I have had the similar experience as you with my wood boiler. I partially shut down the draft opening to lessen the air intake. That way their isn't such an inrush of air. It was a matter of learning over time just how much draft opening was enough, but not too much. If I want a roaring fire, then I open the draft full.
The other thing to learn over time, is how much wood in the firebox is needed when it's not cold out, and the wind is or isn't blowing, and a number of other tricks needed to have good control and not blow off any steam, or have a cold house. Knowing your wood supply is an important factor in the equation as well.
south central Wisconsin
It may be that my sole purpose in life is simply to serve as a warning to others


It's a learning experience.  As I said, I've only been running it for a total of six, non-continuous months, and I'm not there all the time as the house is still under construction.  Another factor is that most of what I've been burning is offcuts and scraps from the house project - mostly pine.  I have a huge pile of it that I'm trying to get rid of, and along about February I'll have burnt thru most of it and can start on some hardwood.

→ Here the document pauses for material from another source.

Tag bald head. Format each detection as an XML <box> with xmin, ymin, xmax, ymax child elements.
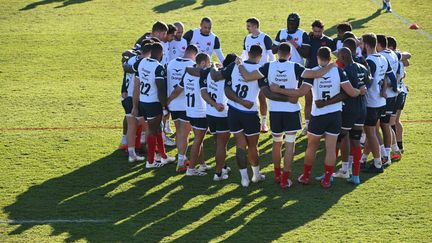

I have the Hardy H4, 130 gallon, 180,000 BTU. Most people around here have the smaller H2, 100 gallon, 120,000 BTU. I wanted the larger one so I could put a larger load of wood in it. It also provides the extra heat for the green house and kiln. As I mentioned earlier, it is very important to set it up for the ease of firewood management. I have a metal carport right next to the furnace for the firewood. No problem to load it in the rain. I have not had any problem with boiling the water except when I failed to close one of the doors. I don't have the domestic hot water connected yet. I just can't seem to find that round tuit. Seems like I saw the literature on a furnace you could load with the FEL but I think it would be a bit large for a home.


What do you do for hot water in the summer? LeeB
'98 LT40HDD/Lombardini, Case 580L, Cat D4C, JD 3032 tractor, JD 5410 tractor, Husky 346, 372 and 562XP's. Stihl MS180 and MS361, 1998 and 2006 3/4 Ton 5.9 Cummins 4x4's, 1989 Dodge D100 w/ 318, and a 1966 Chevy C60 w/ dump bed.


Quote from: LeeB on December 13, 2006, 05:30:31 PM
What do you do for hot water in the summer? LeeB

Either feed the boiler or let the backup propane burner take over.


For the water BOILING over you need to adjust the high temp shut off temperature down a bit lower. OR go to a different type of thermostat which can sence WHERE the temp is and when it shut down sooner to prevent this.   One of the guys at work has recently changed his and now uses alot less wood as well as 0 boil overs since then.   His was a simple bulb stat and he upgraded to a better unit with beter control features...    Anyhow one other thing is to make sure you're DOOR seal is goo all way around and making contact, any I mean ANY air leaks can cause boil over too...   Also make sure all dampers are closing fully..  some use dampers on both stack and intake air, others use pressure blower on inlet and dampers on stack ect.   all of these work in conjunction to maintain temp inside the water jacket.   

Mark M
I'm looking for help all the shrinks have given up on me :o


I won't be much help since i built mine, I've turned my water temp all the way down to 160 degrees. Mine gets the heat in the trailer VIA an water to air heat exchanger under the furnace. Furnace blower moves tha air across it and through the ductwork. At 180 degrees I was getting boil overs. Part of the problem is the door design which I'm working on changing. Also at 180 degrees you couldn't step on a register without getting a minor burn.

I also found burning green wood on warm days helps keep the heat down

Breezewood 24 inch mill
Have a wooderful day!!


Engineer, I think Spiker has answered your boil over problem, with the thermostat. I have the 5648 also and have never boiled over. Our house is 1800 sq. ft so the furnace is way over kill. I bought this size in anticipation of taking it with us to the farm when we move there.